The consultancy has worked with parent company Nichols for around three years, and was brought into reposition Panda in September last year. Panda drinks have only been stocked in Asda for the past three years, but are relaunching in June in Tesco, Asda, Ocado and Booths.
Robot Food says one of the main aims of the project was to make customers aware that the drinks are no longer fizzy, and are made with no added sugar and only natural colours and flavourings.
Simon Forster, Robot Food creative director, says, ‘There was a lot of positive nostalgia around the brand – people remember it from being a kid – but they wouldn’t give it to their kids as they remember it being fizzy and brightly coloured.

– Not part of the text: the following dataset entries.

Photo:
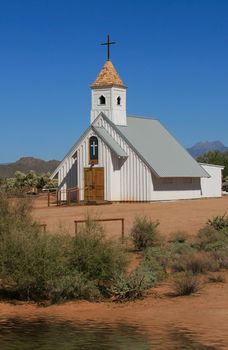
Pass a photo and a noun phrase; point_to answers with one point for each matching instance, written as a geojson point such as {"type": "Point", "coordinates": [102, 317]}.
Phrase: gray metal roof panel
{"type": "Point", "coordinates": [112, 144]}
{"type": "Point", "coordinates": [160, 149]}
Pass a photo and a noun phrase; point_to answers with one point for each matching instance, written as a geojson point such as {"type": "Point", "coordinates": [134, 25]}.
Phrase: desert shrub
{"type": "Point", "coordinates": [185, 284]}
{"type": "Point", "coordinates": [209, 238]}
{"type": "Point", "coordinates": [30, 259]}
{"type": "Point", "coordinates": [146, 275]}
{"type": "Point", "coordinates": [216, 279]}
{"type": "Point", "coordinates": [144, 233]}
{"type": "Point", "coordinates": [38, 265]}
{"type": "Point", "coordinates": [219, 222]}
{"type": "Point", "coordinates": [195, 263]}
{"type": "Point", "coordinates": [179, 237]}
{"type": "Point", "coordinates": [94, 255]}
{"type": "Point", "coordinates": [156, 259]}
{"type": "Point", "coordinates": [128, 287]}
{"type": "Point", "coordinates": [176, 249]}
{"type": "Point", "coordinates": [74, 285]}
{"type": "Point", "coordinates": [221, 257]}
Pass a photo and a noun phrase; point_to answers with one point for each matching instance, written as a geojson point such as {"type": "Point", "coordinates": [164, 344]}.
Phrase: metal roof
{"type": "Point", "coordinates": [159, 149]}
{"type": "Point", "coordinates": [111, 143]}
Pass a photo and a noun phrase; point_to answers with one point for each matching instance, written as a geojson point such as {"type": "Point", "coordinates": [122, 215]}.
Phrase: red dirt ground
{"type": "Point", "coordinates": [205, 313]}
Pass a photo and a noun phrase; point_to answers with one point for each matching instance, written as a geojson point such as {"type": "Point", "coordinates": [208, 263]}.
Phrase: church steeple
{"type": "Point", "coordinates": [108, 77]}
{"type": "Point", "coordinates": [109, 95]}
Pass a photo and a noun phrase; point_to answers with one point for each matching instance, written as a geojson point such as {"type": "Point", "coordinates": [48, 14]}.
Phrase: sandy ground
{"type": "Point", "coordinates": [205, 314]}
{"type": "Point", "coordinates": [186, 215]}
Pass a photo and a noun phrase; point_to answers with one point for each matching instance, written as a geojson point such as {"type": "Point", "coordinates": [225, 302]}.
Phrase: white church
{"type": "Point", "coordinates": [130, 158]}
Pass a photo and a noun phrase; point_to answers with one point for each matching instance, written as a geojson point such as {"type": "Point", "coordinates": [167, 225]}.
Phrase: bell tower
{"type": "Point", "coordinates": [109, 94]}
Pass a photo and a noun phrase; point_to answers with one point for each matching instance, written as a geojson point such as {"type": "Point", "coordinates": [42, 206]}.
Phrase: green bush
{"type": "Point", "coordinates": [209, 239]}
{"type": "Point", "coordinates": [155, 260]}
{"type": "Point", "coordinates": [128, 287]}
{"type": "Point", "coordinates": [219, 222]}
{"type": "Point", "coordinates": [216, 279]}
{"type": "Point", "coordinates": [195, 263]}
{"type": "Point", "coordinates": [94, 255]}
{"type": "Point", "coordinates": [144, 233]}
{"type": "Point", "coordinates": [179, 237]}
{"type": "Point", "coordinates": [177, 248]}
{"type": "Point", "coordinates": [185, 284]}
{"type": "Point", "coordinates": [36, 265]}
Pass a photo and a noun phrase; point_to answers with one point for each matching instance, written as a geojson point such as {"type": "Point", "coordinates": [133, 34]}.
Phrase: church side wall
{"type": "Point", "coordinates": [130, 178]}
{"type": "Point", "coordinates": [176, 188]}
{"type": "Point", "coordinates": [212, 187]}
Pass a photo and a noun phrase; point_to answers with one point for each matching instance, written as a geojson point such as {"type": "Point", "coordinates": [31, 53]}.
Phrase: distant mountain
{"type": "Point", "coordinates": [26, 164]}
{"type": "Point", "coordinates": [201, 148]}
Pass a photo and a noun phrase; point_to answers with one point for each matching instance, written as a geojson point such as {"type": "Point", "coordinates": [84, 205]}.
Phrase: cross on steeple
{"type": "Point", "coordinates": [108, 46]}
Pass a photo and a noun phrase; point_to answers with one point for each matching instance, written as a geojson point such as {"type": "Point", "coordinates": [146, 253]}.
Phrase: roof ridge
{"type": "Point", "coordinates": [142, 117]}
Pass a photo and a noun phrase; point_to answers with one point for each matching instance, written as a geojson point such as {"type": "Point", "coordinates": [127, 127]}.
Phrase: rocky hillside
{"type": "Point", "coordinates": [26, 164]}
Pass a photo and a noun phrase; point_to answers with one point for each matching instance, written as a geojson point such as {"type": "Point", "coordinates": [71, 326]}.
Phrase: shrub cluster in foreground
{"type": "Point", "coordinates": [35, 265]}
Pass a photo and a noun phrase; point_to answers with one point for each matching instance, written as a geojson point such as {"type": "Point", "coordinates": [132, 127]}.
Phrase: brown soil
{"type": "Point", "coordinates": [205, 313]}
{"type": "Point", "coordinates": [185, 215]}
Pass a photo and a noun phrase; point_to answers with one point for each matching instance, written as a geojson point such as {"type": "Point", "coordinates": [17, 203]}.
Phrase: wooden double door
{"type": "Point", "coordinates": [94, 184]}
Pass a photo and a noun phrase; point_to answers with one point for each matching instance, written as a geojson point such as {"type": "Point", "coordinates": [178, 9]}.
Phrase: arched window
{"type": "Point", "coordinates": [93, 150]}
{"type": "Point", "coordinates": [102, 100]}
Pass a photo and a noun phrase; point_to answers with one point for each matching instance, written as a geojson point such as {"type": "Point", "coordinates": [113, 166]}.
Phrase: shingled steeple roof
{"type": "Point", "coordinates": [108, 77]}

‘Our task was to completely reposition it as being a credible rival for things like Fruit Shoot’.
The bottles use a cream backdrop to display Melvin, who ‘interacts’ with the fruit illustrations on the packs. Black typography is used for standout, with the branding looking to give a ‘textured’ feel.
Robot Food initially researched the brand’s target market of four to eight-year-old children, finding that eight-year-olds liked a look that was ‘quite edgy and not too cute’, says Forster.
‘That’s why Melvin has quite a rebellious look – he’s not babyish, though he’s quite a young panda’, he adds.
The strapline ‘Refreshingly Fruity Fun’ has been introduced, looking to appeal to health-conscious mothers, and the Splash name has been added to distinguish the flavoured water products from the still juices in the range.
Mike Shaw, client director at Robot Food, says, ‘Melvin is much friendlier, more animated and real than the previous brand character. Active and fun-loving, he interacts directly with the fruit on pack. Around him, we created credible messaging and honest claims in an approachable tone of voice’.
Panda owner Nichols also owns Vimto, which was relaunched earlier this year with new packaging by Springetts and a ‘Vimtoad’ character created by Aardman.